A challenge for the Care Bill to cover housing
With the Care Bill currently being debated in Parliament, all the problems of our ageing society are highlighted once again. Local authorities are running out of money to meet social care costs. The NHS is struggling to cope with the...
With the Care Bill currently being debated in Parliament, all the problems of our ageing society are highlighted once again. Local authorities are running out of money to meet social care costs. The NHS is struggling to cope with the health care consequences of the huge increase in numbers of older people (as well as younger disabled adults whose life expectancy has risen). Many pensioners say how lonely they are. A lot of doom and gloom.
But this is not the real story of our longer lives. Yes, we are living to 80 instead of under 50 a hundred years ago. But most of our extra decades are years of healthy life. And as the Fabian Society’s Andrew Harrop points out in his contribution to the Hanover@50Debate, those over retirement age have fared better than those of working age during the recent time of austerity.
For example, incomes for the average person in their 60’s have held up, not least helped by tax concessions for older people and non-means tested privileges. And most wealth – particularly in housing – is held by older people while the next generation faces acute housing problems.
Eight other think tanks contributed to the Hanover@50Debate. As chair of the Hanover Housing Association (which looks after some 19,000 homes for older people), I have written the final contribution to be published in November.
Perhaps surprisingly, my piece is not entitled ‘More resources needed for care’ (although that sentiment is fully justified). Instead I have chosen ‘Our Extended Middle Age’ because that is the new reality for our ageing society.
Missing the middle is missing the point. It is in this extended middle age – when people should not expect either condescension or concessions – that we get the opportunity to reduce their chances of needing long-term care, especially in relation to housing. This is vitally important – housing is the pivotal issue for preventing and pre-empting the need for care; or for pushing us into a dependency on care provision.
In recent weeks I have been moving a series of amendments to the Care Bill, all aimed at raising the profile of housing. While the Bill has sought to integrate social care and health services, it is vital also to include housing services. Unsuitable accommodation creates the need for home care or forces people into residential care. It causes accidents, even mental health problems.
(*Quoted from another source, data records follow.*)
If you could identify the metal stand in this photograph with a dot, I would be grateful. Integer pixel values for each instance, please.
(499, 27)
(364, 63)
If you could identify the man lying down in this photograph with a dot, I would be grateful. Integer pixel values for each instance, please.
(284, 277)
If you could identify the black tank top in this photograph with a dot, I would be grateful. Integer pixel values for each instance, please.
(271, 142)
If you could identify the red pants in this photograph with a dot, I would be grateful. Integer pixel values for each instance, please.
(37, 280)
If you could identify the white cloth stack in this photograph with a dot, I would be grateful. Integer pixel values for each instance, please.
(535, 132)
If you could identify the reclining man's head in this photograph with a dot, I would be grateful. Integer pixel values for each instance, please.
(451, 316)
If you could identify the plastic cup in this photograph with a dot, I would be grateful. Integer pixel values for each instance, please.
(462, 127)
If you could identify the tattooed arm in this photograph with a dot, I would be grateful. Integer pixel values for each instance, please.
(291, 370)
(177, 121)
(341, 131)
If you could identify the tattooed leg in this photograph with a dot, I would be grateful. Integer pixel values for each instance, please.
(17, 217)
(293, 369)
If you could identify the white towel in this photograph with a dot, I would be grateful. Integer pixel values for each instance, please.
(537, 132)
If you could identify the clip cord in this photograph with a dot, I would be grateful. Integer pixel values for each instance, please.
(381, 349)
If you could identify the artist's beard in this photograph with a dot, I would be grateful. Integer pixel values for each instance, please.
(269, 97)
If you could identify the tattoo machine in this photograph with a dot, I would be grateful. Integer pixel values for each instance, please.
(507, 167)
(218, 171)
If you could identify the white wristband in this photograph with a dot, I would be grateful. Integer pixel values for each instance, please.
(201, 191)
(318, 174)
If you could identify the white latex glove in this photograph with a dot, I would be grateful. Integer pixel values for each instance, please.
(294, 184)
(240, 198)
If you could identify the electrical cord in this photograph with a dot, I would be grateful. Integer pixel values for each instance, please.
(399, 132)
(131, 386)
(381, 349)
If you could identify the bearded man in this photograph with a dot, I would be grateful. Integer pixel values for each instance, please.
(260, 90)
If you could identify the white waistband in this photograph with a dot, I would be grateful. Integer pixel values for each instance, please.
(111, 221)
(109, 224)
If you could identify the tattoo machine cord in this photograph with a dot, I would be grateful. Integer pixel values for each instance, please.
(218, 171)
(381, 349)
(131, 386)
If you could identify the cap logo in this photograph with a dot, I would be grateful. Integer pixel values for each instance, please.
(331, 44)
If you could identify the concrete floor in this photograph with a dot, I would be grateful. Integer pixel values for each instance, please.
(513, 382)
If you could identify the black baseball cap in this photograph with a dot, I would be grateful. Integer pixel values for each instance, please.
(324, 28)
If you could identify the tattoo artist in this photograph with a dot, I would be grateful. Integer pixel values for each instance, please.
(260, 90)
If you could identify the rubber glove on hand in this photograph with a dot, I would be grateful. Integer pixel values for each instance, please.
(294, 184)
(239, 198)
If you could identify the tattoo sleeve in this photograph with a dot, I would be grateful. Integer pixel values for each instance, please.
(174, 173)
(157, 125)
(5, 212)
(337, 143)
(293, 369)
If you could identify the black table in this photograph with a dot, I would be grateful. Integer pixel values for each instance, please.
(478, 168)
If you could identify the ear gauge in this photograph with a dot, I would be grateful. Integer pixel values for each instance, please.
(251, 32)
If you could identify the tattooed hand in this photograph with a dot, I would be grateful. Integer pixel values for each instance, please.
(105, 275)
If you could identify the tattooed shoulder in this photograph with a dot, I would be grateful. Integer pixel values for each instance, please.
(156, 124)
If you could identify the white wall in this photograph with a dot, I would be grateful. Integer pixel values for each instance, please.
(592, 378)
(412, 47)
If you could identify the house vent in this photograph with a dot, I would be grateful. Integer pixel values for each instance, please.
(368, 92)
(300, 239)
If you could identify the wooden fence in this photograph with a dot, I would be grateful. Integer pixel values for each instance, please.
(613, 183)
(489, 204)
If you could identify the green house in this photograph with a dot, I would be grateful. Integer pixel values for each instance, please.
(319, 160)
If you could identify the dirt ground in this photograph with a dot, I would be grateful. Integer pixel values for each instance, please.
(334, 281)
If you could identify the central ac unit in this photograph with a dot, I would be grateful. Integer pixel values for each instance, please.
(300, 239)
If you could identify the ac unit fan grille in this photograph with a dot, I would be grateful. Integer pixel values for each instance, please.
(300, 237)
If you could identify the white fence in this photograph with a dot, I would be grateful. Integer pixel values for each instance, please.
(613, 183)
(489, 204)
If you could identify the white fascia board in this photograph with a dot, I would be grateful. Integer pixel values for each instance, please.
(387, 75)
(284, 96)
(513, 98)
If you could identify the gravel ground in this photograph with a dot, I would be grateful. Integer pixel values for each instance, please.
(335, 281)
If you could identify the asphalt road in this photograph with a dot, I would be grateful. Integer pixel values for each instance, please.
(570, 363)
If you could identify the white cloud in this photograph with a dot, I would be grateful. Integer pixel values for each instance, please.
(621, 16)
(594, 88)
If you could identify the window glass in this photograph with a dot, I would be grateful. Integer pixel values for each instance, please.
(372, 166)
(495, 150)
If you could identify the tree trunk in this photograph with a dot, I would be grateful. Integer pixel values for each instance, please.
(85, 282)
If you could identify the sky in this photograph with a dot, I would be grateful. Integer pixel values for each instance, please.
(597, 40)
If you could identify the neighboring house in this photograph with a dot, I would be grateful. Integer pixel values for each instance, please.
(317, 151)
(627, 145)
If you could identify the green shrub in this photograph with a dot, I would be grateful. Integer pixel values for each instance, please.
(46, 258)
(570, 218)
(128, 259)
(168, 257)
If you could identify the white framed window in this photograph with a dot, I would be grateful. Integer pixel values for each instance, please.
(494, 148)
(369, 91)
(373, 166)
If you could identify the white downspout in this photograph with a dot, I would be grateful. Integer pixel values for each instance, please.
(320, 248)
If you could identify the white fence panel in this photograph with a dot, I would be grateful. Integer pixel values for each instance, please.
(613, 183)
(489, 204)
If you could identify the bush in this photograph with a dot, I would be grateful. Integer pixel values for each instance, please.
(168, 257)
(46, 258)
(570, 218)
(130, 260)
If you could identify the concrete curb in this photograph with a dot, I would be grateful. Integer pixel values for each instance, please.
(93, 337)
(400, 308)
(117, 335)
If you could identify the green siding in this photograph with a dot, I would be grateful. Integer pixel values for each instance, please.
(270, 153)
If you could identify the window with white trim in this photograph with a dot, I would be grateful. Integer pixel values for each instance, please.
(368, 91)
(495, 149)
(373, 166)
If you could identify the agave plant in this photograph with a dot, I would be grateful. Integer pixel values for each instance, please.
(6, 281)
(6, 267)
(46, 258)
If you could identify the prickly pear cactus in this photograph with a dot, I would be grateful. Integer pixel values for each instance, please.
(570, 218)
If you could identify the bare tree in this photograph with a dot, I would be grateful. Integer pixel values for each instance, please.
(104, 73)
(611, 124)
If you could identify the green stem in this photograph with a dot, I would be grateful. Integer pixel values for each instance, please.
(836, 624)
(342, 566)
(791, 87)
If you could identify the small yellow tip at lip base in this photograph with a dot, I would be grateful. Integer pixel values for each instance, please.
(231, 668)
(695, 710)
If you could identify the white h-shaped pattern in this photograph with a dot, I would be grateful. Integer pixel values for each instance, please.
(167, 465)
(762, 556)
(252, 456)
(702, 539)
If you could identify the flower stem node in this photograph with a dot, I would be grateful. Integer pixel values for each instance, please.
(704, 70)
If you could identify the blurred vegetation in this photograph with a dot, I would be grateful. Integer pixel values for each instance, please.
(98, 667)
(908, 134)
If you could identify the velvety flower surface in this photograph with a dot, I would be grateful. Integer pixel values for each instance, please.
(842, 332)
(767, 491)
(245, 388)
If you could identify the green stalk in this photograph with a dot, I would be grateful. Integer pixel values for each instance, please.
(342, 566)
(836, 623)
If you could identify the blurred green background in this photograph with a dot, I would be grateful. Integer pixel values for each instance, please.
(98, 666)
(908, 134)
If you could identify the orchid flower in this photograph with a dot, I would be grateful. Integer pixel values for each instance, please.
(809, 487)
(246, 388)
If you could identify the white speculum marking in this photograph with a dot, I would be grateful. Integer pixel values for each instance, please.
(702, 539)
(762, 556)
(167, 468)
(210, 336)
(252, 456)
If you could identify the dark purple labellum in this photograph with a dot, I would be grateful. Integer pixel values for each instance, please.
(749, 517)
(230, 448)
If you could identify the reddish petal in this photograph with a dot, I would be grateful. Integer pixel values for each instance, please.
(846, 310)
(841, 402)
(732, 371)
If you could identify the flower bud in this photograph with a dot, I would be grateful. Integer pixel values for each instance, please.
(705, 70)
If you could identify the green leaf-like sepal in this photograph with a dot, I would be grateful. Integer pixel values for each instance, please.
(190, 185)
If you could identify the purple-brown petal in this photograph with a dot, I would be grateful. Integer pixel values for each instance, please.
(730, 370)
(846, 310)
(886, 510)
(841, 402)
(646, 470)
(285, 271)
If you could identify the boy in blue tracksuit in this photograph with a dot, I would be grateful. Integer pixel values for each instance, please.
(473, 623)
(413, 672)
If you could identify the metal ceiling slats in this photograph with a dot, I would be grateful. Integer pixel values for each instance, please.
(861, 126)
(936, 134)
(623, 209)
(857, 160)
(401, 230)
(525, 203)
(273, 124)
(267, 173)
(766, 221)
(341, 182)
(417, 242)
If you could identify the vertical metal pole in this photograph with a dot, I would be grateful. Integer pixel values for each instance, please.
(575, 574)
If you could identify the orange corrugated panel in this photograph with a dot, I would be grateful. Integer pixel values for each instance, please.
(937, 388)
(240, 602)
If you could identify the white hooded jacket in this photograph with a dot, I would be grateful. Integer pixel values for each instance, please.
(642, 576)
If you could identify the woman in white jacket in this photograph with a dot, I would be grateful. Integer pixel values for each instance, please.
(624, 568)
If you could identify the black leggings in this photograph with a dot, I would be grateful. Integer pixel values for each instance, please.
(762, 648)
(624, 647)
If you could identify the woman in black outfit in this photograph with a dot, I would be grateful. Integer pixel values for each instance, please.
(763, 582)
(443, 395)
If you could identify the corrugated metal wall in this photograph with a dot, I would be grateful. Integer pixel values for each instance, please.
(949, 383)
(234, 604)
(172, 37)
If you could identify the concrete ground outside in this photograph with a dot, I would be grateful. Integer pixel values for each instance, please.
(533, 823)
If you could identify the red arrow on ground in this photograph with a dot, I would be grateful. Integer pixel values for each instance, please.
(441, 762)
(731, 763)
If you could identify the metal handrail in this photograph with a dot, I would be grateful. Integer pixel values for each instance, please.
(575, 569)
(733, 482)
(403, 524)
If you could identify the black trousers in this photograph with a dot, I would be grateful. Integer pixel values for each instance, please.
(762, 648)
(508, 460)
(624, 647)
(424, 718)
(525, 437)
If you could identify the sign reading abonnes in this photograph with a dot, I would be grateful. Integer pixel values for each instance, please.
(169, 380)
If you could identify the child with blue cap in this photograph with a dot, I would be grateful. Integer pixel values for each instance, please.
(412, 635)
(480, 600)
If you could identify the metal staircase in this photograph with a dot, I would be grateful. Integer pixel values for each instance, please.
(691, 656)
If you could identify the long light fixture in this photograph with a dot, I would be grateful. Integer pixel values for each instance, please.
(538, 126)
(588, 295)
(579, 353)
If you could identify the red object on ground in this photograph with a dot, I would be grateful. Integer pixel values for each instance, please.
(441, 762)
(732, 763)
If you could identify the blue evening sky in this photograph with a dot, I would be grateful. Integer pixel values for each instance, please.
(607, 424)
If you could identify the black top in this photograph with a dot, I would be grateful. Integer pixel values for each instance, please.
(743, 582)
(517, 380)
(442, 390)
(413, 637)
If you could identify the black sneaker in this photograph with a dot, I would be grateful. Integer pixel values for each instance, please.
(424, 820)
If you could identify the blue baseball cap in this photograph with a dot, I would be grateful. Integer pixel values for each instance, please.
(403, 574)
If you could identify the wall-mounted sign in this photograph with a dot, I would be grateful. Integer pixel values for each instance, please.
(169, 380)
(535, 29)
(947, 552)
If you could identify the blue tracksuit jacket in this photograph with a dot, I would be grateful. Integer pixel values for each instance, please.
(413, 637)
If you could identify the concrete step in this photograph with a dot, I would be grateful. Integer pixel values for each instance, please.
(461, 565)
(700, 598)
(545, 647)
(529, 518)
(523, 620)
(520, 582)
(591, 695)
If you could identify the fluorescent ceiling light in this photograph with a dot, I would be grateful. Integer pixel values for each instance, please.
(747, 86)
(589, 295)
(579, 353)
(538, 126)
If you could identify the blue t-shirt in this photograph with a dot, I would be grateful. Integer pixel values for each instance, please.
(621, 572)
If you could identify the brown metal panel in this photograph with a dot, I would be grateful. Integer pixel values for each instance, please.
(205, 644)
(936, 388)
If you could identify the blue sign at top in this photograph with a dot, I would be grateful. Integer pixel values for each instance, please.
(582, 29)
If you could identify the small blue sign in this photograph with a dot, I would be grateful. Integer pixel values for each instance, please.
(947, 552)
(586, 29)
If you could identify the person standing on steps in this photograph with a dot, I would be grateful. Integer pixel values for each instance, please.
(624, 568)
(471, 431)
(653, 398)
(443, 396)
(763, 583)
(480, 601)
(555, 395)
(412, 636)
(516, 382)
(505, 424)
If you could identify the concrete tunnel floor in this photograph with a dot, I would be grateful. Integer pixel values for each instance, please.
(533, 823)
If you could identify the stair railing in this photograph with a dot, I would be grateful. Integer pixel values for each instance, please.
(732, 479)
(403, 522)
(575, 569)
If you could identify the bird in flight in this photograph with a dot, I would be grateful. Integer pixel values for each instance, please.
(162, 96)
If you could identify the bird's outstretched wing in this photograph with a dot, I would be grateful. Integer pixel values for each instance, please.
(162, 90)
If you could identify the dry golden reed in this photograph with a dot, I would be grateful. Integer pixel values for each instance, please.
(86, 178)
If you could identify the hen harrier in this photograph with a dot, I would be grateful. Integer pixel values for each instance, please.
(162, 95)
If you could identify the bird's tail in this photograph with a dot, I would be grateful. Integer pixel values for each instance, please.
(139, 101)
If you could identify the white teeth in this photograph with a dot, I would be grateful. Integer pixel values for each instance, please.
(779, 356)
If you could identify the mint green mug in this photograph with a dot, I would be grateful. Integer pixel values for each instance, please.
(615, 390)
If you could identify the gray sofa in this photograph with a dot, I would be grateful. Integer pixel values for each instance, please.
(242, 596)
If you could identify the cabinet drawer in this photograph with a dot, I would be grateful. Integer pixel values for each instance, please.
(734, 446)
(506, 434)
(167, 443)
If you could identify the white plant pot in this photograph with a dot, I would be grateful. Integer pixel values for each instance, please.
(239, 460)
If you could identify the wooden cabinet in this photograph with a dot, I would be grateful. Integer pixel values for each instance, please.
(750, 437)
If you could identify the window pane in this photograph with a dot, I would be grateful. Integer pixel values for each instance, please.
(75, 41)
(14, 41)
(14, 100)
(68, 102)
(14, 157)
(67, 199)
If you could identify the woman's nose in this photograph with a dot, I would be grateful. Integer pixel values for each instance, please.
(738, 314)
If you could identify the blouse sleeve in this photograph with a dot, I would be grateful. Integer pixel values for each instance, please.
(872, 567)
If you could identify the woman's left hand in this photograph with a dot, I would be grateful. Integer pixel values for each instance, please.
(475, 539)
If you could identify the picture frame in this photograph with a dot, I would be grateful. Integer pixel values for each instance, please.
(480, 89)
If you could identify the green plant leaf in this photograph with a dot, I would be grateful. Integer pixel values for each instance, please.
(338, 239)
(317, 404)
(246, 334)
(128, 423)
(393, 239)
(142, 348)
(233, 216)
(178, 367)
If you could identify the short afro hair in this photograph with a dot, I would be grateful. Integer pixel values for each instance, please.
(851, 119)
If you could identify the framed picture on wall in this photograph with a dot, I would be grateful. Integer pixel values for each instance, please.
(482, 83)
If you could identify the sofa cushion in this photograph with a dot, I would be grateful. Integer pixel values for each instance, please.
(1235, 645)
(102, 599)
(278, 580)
Unsuitable housing means people cannot be discharged from hospital because the home – up steps or with the only loo upstairs, or unfit for a wheelchair, or simply cold and damp – will not have them back.
Switching funds from NHS budgets to help pay for new retirement accommodation, Care and Repair agencies and handy person services can prevent the need for much greater spending on lengthy stays in hospital and unwanted years in residential care.
There are welcome signs that all the political parties are beginning to recognise the significance of joining up social care and health services with housing. The new local authority Health and Well-being Boards are getting this message. And the amendments now made to the Care Bill will help.
But it is also up to all of us, as we move into our extended middle age, to get ready for those later years. Downsizing from a three-bed house on two floors with a garden, before this gets expensive, unmanageable, inaccessible, and sometimes very lonely, is likely to make a lot of sense.
And, really importantly, a voluntary move frees up family housing for the next generation – in an infinitely better way than by imposing a cruel bedroom tax on those unable to downsize.